Während seiner Residency bei Callie’s arbeitet Feldhaus an der Fertigstellung seines ersten Buches Mary Shelleys Zimmer. Ausgangspunkt des Romans ist der Ausbruch des Mount Tambora in Indonesien im Jahr 1815, der größte Vulkanausbruch in der aufgezeichneten Geschichte. Die Eruption verursachte eine globale Klimaanomalie: Ein Großteil der nördlichen Hemisphäre wurde in Dunkelheit getaucht, die Temperaturen fielen drastisch, und es gab Frost und Schnee mitten im Sommer. Der Verlust von Ernten und Vieh führte zur größten Hungersnot des 19. Jahrhunderts mit über 90.000 Todesopfern. Die 1810er Jahre bleiben das kälteste Jahrzehnt in den Aufzeichnungen. Diese Zeit der Turbulenzen und der existenziellen Unsicherheit führte zu einer besonderen Art von spekulativem Kunstschaffen. Am wohl bekanntesten ist Mary Shelley, die in dieser Zeit am Genfer See Frankenstein schrieb, der allgemein als der erste Science-Fiction-Roman der Welt gilt.

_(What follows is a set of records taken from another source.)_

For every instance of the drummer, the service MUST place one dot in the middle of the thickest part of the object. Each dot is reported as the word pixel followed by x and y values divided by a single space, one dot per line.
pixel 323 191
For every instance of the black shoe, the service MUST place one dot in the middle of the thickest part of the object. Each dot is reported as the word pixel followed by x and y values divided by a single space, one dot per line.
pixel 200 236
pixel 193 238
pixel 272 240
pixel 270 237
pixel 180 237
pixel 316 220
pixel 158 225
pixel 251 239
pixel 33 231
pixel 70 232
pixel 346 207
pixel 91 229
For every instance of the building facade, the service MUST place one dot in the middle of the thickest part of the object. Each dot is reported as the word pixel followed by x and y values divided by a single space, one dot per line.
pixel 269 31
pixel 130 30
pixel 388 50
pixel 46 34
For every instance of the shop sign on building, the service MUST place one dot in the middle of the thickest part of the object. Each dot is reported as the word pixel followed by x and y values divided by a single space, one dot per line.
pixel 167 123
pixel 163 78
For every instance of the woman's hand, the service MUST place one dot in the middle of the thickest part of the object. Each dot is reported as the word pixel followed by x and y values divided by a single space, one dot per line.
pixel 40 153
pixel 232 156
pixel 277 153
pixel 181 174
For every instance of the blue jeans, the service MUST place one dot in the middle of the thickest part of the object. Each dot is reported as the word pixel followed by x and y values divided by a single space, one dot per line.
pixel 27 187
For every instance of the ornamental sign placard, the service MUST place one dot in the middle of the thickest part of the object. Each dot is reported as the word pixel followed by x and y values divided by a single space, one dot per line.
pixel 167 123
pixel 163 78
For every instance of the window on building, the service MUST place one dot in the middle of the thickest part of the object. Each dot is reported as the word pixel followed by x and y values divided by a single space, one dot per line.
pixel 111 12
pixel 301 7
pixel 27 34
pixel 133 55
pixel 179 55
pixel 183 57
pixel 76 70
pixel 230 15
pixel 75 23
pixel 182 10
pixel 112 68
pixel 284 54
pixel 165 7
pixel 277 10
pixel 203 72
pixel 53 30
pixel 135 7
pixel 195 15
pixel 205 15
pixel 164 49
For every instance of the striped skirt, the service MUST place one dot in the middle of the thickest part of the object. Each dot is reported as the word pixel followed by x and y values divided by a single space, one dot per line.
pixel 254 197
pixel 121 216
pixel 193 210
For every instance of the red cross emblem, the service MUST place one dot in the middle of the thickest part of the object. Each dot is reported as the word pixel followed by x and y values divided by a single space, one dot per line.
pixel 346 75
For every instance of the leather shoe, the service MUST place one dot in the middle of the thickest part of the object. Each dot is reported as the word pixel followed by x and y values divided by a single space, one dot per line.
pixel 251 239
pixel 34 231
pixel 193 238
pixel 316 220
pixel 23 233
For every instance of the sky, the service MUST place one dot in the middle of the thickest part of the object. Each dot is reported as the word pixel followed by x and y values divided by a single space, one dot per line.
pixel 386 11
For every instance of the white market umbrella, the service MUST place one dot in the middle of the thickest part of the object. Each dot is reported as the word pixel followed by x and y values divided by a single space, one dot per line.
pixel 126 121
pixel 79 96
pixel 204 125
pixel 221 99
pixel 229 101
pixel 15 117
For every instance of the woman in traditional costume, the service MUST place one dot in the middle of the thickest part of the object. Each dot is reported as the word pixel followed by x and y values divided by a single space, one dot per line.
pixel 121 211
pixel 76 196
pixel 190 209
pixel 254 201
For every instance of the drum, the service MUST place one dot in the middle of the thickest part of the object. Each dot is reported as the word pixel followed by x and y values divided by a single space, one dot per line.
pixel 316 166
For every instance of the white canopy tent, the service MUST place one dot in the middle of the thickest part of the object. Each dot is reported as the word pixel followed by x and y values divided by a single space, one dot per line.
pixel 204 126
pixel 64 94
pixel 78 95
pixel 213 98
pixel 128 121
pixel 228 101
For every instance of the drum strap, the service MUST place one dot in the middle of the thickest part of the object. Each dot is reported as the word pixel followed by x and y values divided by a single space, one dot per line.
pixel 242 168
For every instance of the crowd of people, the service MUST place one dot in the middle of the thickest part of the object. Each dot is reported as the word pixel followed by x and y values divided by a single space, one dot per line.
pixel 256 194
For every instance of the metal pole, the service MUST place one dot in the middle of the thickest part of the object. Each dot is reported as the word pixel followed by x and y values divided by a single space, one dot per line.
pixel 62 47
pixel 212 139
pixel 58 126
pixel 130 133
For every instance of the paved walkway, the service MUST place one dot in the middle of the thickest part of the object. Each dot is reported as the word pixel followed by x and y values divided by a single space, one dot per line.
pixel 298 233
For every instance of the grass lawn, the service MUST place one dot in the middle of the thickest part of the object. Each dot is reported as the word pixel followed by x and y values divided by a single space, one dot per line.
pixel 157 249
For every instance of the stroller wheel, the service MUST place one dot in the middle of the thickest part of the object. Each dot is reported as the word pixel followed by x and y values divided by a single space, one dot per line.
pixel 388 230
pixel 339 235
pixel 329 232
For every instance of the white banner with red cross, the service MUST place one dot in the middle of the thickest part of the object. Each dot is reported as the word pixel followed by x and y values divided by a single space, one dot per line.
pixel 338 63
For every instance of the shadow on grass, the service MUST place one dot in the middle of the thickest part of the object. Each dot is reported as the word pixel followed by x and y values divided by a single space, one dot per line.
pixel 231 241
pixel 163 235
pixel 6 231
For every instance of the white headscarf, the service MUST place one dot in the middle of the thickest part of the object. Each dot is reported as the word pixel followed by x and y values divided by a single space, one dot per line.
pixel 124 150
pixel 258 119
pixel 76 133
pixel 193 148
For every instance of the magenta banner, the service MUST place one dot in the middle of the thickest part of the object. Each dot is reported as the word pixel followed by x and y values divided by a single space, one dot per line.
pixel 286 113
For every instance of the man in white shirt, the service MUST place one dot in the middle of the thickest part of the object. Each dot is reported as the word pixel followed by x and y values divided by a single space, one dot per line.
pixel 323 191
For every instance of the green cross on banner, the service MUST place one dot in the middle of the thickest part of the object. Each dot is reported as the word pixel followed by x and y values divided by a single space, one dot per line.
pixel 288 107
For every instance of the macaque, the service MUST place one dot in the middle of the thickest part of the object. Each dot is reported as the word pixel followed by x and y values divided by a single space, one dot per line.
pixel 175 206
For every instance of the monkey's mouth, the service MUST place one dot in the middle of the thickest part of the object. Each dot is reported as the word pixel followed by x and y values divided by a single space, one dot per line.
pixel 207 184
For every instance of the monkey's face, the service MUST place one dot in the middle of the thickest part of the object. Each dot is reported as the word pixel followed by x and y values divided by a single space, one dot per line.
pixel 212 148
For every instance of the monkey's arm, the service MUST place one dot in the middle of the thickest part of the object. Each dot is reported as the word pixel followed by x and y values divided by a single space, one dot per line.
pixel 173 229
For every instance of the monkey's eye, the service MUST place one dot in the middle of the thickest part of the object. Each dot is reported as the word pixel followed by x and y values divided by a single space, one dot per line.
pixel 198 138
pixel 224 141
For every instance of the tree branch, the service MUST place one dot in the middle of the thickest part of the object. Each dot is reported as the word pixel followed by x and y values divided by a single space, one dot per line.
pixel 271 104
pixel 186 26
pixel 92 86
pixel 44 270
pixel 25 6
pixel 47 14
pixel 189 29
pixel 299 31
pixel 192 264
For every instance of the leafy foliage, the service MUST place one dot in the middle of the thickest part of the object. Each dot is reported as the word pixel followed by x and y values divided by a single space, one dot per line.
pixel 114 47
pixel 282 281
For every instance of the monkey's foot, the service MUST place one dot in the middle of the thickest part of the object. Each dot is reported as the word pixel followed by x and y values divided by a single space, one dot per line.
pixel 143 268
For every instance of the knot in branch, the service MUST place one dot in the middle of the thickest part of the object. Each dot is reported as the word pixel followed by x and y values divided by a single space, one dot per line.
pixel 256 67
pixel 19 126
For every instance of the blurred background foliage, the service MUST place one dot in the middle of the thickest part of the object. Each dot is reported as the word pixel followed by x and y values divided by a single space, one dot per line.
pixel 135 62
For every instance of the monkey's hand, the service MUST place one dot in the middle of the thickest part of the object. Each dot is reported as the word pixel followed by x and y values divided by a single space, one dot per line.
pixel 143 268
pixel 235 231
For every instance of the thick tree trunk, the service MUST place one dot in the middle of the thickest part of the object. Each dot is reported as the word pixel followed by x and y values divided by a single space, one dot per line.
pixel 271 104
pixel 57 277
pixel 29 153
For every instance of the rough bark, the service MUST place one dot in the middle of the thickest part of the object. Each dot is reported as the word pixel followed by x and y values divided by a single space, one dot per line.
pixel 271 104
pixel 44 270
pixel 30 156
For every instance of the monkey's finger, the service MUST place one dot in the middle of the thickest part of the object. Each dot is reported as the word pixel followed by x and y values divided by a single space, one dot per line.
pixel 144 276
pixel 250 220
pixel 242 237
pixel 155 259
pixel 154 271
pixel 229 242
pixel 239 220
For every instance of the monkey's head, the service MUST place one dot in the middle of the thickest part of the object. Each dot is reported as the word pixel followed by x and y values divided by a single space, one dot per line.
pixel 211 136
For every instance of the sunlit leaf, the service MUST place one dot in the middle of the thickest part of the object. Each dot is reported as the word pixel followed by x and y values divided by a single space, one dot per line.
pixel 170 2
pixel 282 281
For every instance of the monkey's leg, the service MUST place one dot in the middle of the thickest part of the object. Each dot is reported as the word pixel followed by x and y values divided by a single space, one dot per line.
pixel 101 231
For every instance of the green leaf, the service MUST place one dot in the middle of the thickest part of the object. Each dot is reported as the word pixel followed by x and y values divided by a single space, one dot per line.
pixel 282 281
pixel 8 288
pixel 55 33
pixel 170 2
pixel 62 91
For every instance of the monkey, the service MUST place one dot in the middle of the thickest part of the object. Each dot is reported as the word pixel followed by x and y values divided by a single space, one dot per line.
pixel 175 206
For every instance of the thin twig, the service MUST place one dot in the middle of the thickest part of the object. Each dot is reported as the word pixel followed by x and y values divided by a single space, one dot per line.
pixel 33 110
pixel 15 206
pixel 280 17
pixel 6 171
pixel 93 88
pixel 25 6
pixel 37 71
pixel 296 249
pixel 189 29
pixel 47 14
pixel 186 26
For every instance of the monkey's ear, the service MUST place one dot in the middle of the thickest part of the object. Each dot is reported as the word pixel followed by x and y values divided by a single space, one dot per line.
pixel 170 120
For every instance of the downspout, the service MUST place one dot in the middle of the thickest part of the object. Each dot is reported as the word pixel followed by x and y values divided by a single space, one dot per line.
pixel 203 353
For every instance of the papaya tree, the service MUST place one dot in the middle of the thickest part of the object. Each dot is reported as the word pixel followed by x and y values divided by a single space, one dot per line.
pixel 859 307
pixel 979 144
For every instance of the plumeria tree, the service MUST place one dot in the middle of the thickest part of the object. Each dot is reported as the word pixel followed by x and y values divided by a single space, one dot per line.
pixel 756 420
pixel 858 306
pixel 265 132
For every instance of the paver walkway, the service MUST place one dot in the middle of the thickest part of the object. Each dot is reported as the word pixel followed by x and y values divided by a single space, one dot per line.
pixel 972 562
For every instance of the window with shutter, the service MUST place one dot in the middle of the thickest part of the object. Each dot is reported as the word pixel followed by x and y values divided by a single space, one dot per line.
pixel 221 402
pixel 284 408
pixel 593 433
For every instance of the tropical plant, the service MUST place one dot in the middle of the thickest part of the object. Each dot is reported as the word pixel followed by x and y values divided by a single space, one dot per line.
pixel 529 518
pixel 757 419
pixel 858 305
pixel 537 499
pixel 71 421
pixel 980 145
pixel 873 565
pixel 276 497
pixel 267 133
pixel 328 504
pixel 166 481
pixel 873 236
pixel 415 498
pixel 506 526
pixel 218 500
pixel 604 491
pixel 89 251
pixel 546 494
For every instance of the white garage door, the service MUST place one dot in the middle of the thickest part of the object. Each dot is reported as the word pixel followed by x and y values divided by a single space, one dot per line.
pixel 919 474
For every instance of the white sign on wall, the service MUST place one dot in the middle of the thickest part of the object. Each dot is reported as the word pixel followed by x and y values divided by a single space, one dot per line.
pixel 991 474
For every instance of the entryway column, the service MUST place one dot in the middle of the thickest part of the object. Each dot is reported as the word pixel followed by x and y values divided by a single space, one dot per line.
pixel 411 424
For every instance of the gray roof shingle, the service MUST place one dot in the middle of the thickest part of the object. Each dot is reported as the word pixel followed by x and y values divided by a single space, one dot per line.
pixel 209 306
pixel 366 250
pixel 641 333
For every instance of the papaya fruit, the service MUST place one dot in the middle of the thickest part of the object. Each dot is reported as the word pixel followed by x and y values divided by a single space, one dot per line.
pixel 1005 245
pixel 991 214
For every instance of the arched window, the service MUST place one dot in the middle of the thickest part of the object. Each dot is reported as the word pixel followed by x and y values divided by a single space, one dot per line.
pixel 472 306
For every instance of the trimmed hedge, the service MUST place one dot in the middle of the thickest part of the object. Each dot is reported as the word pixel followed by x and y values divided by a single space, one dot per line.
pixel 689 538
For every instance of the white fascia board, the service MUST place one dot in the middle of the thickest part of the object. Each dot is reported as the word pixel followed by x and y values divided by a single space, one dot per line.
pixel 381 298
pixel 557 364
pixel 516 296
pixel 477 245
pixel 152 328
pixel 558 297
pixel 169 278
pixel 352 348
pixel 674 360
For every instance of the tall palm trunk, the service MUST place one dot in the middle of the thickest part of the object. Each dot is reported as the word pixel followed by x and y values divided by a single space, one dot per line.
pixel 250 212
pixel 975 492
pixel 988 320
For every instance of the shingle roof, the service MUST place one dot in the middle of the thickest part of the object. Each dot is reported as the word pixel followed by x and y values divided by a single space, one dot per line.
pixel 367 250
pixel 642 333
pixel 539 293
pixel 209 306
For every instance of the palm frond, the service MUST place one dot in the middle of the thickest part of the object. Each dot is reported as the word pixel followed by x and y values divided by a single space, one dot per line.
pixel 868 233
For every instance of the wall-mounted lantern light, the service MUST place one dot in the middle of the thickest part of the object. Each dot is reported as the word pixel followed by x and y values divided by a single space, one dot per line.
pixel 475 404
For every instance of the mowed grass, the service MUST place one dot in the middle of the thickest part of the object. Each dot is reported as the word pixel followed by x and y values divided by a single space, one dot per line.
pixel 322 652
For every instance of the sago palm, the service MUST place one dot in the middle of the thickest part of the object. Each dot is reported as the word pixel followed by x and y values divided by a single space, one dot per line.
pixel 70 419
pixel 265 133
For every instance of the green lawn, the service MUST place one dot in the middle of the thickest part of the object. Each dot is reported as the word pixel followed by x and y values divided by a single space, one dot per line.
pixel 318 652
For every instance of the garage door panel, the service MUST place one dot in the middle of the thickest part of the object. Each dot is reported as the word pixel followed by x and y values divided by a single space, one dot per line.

Feldhaus beschreibt sein ambitioniertes Buch als „ein historisches Panorama auf dem Höhepunkt der ersten Klimakatastrophe der Neuzeit.“ Mary Shelleys Zimmer wird 2022 im Rowohlt Verlag erscheinen.

Timo Feldhaus wurde 1980 in Quakenbrück, Deutschland, geboren. Er absolvierte sein Magisterstudium der Literaturwissenschaft, Soziologie und Komparatistik an der Freien Universität Berlin im Jahr 2010. Nach seinem Abschluss begann er als Autor, Kritiker und Redakteur zu arbeiten. Feldhaus entwickelte die einflussreiche Online-Plattform des Kunstmagazins Spike Art Quarterly, wo er bis 2016 als Redakteur tätig war. Ab 2017 arbeitete er für die Berliner Volksbühne. Bis 2000 war er Redakteur bei der deutschen Wochenzeitung Der Freitag. Sein Roman Mary Shelleys Zimmer erscheint 2022 im Rowohlt Verlag. Feldhaus lebt und arbeitet in Berlin.